Prior to becoming a full-time archery coach, Clemins was in law enforcement for 10 years, which involved being on the SWAT team, as well as a fire and explosion investigator with the Huntington Police Department in West Virginia.
The decisions you make on a daily basis within law enforcement often come with real life consequences. Making the switch from being a law enforcement officer to head coach of USA Archery’s Paralympic team could be viewed as quite the career change but Clemins sees similarities in the skills required.
“When you’re in law enforcement, you deal with people when they are at their low point,” Clemins said. “It’s not very often that you come into contact with people and they’re having the best day ever.
“Usually, they’re in the middle of their worst day ever, and you have to find a way to pull somebody out of that. Or maybe they’re breaking the law, and you have to force them stop.
“I think a lot of those experiences really helped me as a coach and who I am now.”
Jonathan Clemins was born in Beckley, West Virginia and grew up in nearby Oak Hill. His earliest memories of archery were in his backyard with his father and grandfather.
He said, “I started when I was 11 or 12 years old, to learn how to bowhunt. It was all about bowhunting. Target archery wasn’t a thing, wasn’t a thought for my family, or in my area. I started archery to bowhunt.”
Clemins continued shooting for fun until the freshman year of high school, whereupon he shot competitively for the first time. He had no idea how well he had done at this event, a 3D tournament, until having it announced to a group of friends during a summer camp.
“I was a bit of a nerd,” Clemins said with a smile. “I was in a forensic science summer camp and we were doing a team-building thing, going white water rafting, and the archery coach I had at the time was working as a guide and he makes this huge announcement on the bus.
“He said, ‘I want to have everybody’s attention … we have one of the best archers in the state of West Virginia on the bus’, and he tells everybody that I finished third in the state at this shoot, and I had no idea that I was even competing for anything.”
After some success at his first tournament, Clemins stepped it up a notch. He signed up for his first indoor event, whereupon he swiftly realized he was perhaps not as suitably equipped as he ought to have been.
“I walked in with this little hunting bow,” he recalls. “And it’s the first time in my life that I saw bars that were longer than 12 inches, magnification … it opened up my eyes to a whole other world of archery.
“And that moment was when I started to feel the nerves. In fact, I actually dry-fired my bow at that event and earned the nickname Dry-Fire through the rest of my high school career.

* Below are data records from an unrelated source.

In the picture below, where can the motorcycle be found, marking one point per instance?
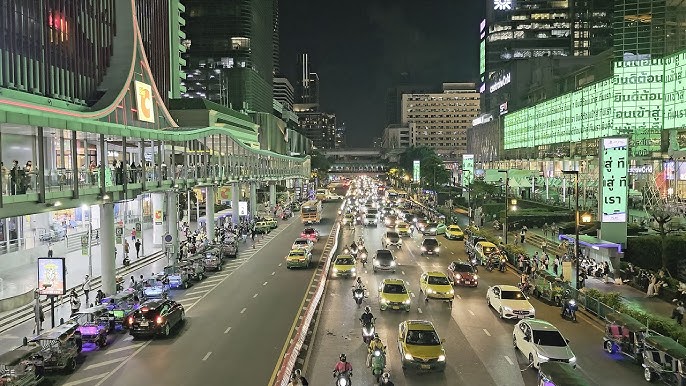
(368, 332)
(378, 363)
(358, 295)
(343, 379)
(569, 308)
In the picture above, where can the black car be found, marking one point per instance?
(384, 261)
(430, 246)
(156, 317)
(391, 238)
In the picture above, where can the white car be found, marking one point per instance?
(303, 243)
(540, 342)
(510, 302)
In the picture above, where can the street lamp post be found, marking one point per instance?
(507, 202)
(576, 224)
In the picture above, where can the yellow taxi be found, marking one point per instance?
(344, 265)
(454, 232)
(436, 285)
(402, 228)
(420, 347)
(298, 258)
(393, 294)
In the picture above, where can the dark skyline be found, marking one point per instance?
(358, 48)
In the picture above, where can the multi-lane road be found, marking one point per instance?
(478, 344)
(238, 321)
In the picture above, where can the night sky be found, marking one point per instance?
(359, 48)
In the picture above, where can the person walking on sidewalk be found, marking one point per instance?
(86, 287)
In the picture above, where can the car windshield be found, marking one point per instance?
(463, 267)
(345, 261)
(422, 338)
(439, 280)
(430, 242)
(512, 295)
(394, 289)
(549, 338)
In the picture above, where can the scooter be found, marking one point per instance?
(358, 295)
(368, 332)
(378, 363)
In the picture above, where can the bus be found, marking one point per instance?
(311, 212)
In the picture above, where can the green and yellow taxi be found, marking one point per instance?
(394, 295)
(402, 228)
(344, 265)
(420, 346)
(298, 258)
(454, 232)
(436, 285)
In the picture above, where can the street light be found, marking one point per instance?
(507, 202)
(576, 220)
(87, 209)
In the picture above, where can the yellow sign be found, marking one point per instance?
(144, 102)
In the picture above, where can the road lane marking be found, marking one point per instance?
(116, 350)
(105, 363)
(86, 380)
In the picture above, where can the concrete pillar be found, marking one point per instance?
(173, 225)
(235, 193)
(107, 266)
(253, 199)
(157, 201)
(209, 205)
(272, 194)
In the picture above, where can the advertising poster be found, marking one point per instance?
(52, 276)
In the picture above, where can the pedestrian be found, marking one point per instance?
(138, 248)
(86, 287)
(74, 302)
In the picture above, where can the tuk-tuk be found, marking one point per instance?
(560, 374)
(120, 305)
(178, 277)
(548, 286)
(664, 359)
(17, 367)
(625, 335)
(194, 268)
(93, 324)
(58, 348)
(212, 260)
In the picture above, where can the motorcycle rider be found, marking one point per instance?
(375, 344)
(342, 366)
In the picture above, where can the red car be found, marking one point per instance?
(310, 233)
(463, 273)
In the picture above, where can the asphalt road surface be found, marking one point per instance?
(478, 345)
(238, 321)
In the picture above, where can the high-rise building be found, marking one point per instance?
(520, 30)
(236, 41)
(440, 120)
(319, 127)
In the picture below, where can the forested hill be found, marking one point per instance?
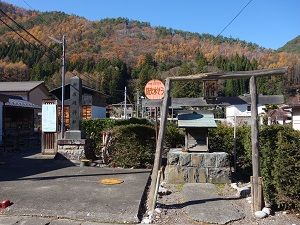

“We still joke about that to this day. Some of my friends are like, ‘you’re a national Paralympic coach and you dry-fired your bow in high school’ – who could’ve predicted that?”
A graduate of Mountain State University in Beckley, WV, with a bachelor’s degree in forensic science, Clemins also holds a master's degree in criminal justice from Marshall University. On top of that, he is a published author, having written about the historic West Virginia Penitentiary at Moundsville.
Growing up, he had his heart set on being in law enforcement but he also admits to archery being ‘his thing’ even before he knew it was a sport.
Clemins competed as an archer, but he knew that coaching was where he belonged. He was named USA Archery Paralympic Head Coach in January 2023 and, after a spell at the University of Pikeville as assistant coach, has recently taken up the head coach position at Rio Grande.
He was on the line when Lia Coryell claimed the 2022 World Championship in the W1 women division in Dubai, when there was confusion as to whether she had actually won.
Clemins said, “Some of my favorite archery memories were being on the line with Lia in Dubai when she won the World Championship, and she was ready to keep shooting more arrows.
“In fact, she was so ready, that there for a minute I was like ‘wait, did I mess up?’ because by my calculations the match was over, and she was saying, ‘no, we have one more end’. She was so convincing.”
Clemins was leading the team when the USA dominated the 2023 Para Pan American Games in Chile last November, and he will take a talented team to Paris later this year for the 2024 Paralympic Games.
His career as a police officer was to keep the community safe, to protect and serve, while standing in harm’s way each and every day. His role now requires some of the same skills he needed while in an officer’s uniform, only now he wears the uniform of the United States.
“Being a coach is a really special thing,” Clemins said. “Because, essentially, you get a front row seat to the dreams and the hopes and desires of all these other people. And you get the unique opportunity to be that tool and be that avenue to get them to where they want to go, and I don’t take that for granted.”